The Minnesota Department of Human Services (DHS) is promoting coordination of care between primary medical providers (PMP) and behavioral providers. In the past, DHS had a benefit that covered psychiatric consultations provided to primary medical providers. According to DHS staff, no psychiatrists ever billed for this service, so obviously it was not being provided to primary medical providers even though it was a potentially helpful concept. DHS recently expanded this benefit to cover consultations to PMPs by licensed psychologists, as long as the psychologist is working within the scope of their license.
Information about the new DHS coverage for this service is available at:
The DHS guidelines for this new services state:
Consultation includes communication between a consulting professional (psychiatrist or psychologist) and a primary care provider for the purpose of medical management and behavioral health care and treatment of a recipient. A psychologist may provide consultation about alternatives to medication, medication combined with psychosocial treatments, and potential results of medication usage. The provider may conduct the consultation without the recipient present.
Both the consulting psychologist and the PMP medical professional are able to bill for the consultation. Both use the 99499 billing code, but with a different modifier for each of the participants. The DHS guidelines for billing for this service specially allow for it to be provided as a non-face-to-face service, and the consultation may be done by phone or other telehealth medium.
According to the DHS reimbursement info, this service pays the psychologist $67.91.
Here are a few factors to consider for psychologists who might be interested in providing this service:
- I have done these consultations in the past, and found them to be interesting and rewarding. They often are for patients who are challenging or perhaps difficult for, the PMP. In my experience, PMPs were very appreciative.
- The PMPs often initially wanted to discussion medication, but the discussion often evolved so that we were discussing treatment factors that clearly are psychology territory – for example, helping the PMP respond to difficult behaviors, treatment compliance problems, engaging the patient or family, and obtaining referrals to network mh/behavioral professionals.
- Referrals from PMPs to a psychologist for a consultation require that the PMP obtain authorization from the pt, and that the PMP, or their staff, provide a copy of the release and info necessary for billing to the consulting psychologist. This may be perceived by PMP and staff to be a nuisance, and may be a barrier to referrals.
- The psychologist has to bill – does not collect from the PCP- and therefore has to create, in effect, a new patient case in your billing system and clinical records for each encounter, which makes it less of a good deal financially as there will be some overhead for each encounter.

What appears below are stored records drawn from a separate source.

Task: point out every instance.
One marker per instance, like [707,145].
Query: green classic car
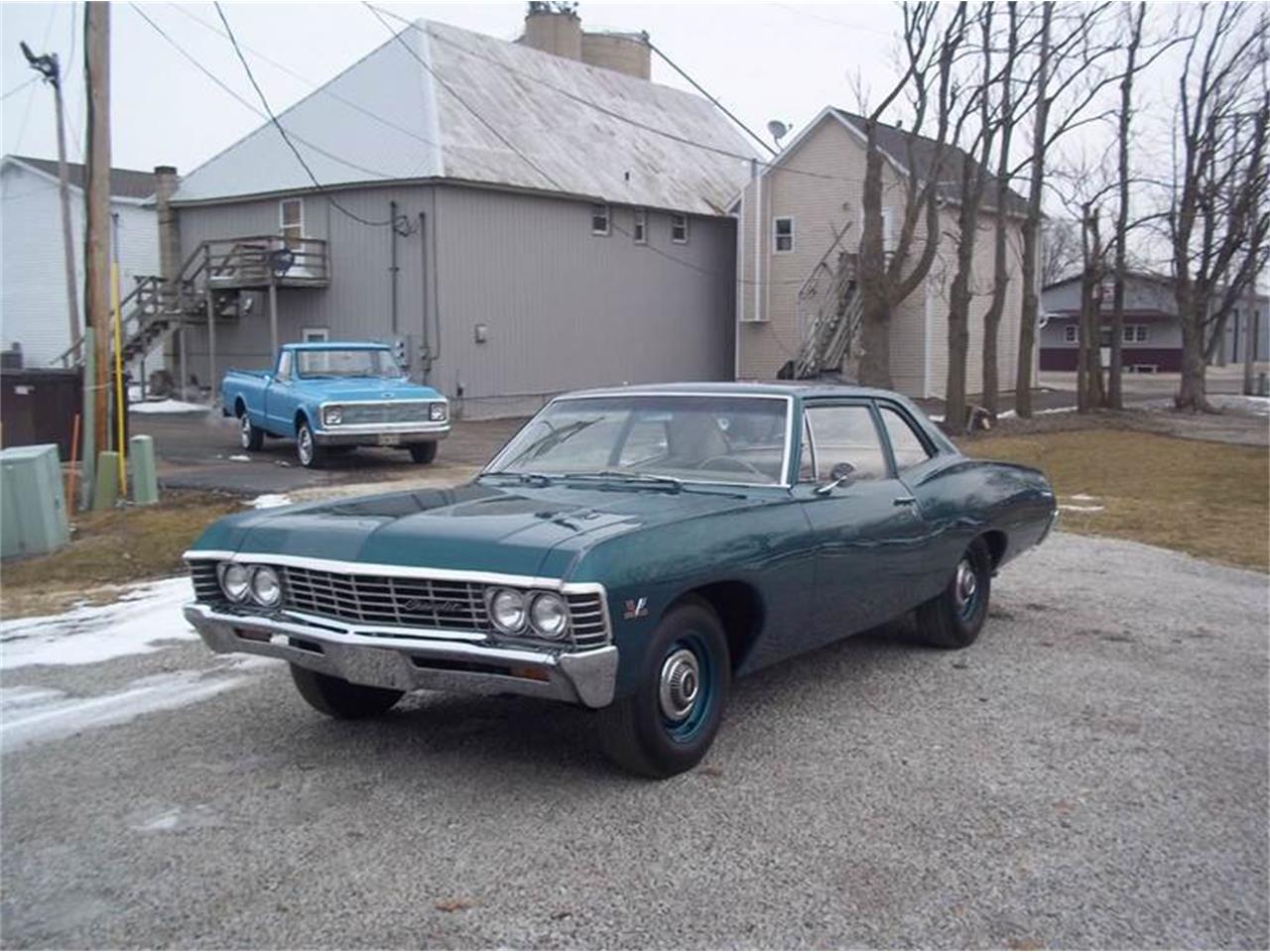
[633,551]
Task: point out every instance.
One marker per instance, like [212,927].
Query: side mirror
[838,475]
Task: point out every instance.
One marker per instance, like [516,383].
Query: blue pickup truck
[333,397]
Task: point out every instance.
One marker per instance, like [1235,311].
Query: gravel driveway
[1092,774]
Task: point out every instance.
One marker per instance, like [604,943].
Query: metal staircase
[834,324]
[209,289]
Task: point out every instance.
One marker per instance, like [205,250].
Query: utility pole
[96,199]
[48,66]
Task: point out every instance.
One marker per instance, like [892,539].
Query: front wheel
[423,452]
[955,617]
[671,720]
[340,698]
[309,452]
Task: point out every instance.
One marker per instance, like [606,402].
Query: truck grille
[404,602]
[404,412]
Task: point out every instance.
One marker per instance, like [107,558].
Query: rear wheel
[955,617]
[310,453]
[423,452]
[249,435]
[671,720]
[340,698]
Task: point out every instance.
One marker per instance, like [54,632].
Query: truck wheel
[955,617]
[249,435]
[312,454]
[423,452]
[340,698]
[671,720]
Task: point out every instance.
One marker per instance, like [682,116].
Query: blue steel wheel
[670,721]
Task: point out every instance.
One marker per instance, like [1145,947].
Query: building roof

- The benefit applies to all MHCP contracts (“straight” MA and “PMAP MA”), but the PMAP companies were only recently notified of the new benefit, and have not yet added the 99499 billing code to their fee schedule. In fact, I called the 4 primary PMAP companies (BCBS, Medica, HealthPartners and UCare) and the staff that I talked to at 3 of them were totally unaware of the new benefit. In regard to when we would actually be able to bill using the 99499 code, they were all unable to give me a date and could only state that would be added sometime in 2015 when they update their fee schedule. This could be in early 2015, potentially, in the case of UCare or could potentially be in June or July. Optum staff told me that they would send out a bulletin notifying Optum/Medica providers of the change, but the rest said that it would be up to us to track the new fee schedule and determine whether the 99499 code has been, in effect, activated for each of the other PMAP plans.
- I did some provisional marketing of this new service to a few PMP clinics in my vicinity. None had heard of the new benefit, and also had not heard of the previous benefit covering psychiatric consultations to PMPs. All had some difficulty conceptualizing how the consult would actually work- would the PMP be able to call and get a consult immediately, while the patient was in their office? Would they need to schedule a time for the consult that fits with the schedules of both the PMP and the psychologist- and if so, could this be accomplished in a timely manner?
So, we are left with a new billing code for a limited number of insurance plans, starting with MA only, and it will be a challenge to keep track of when it is added to the other plans. It is potentially, I think, an interesting and important expansion of the practice of psychology in Minnesota- but there are a few bugs to be worked out before it is ready for full implementation.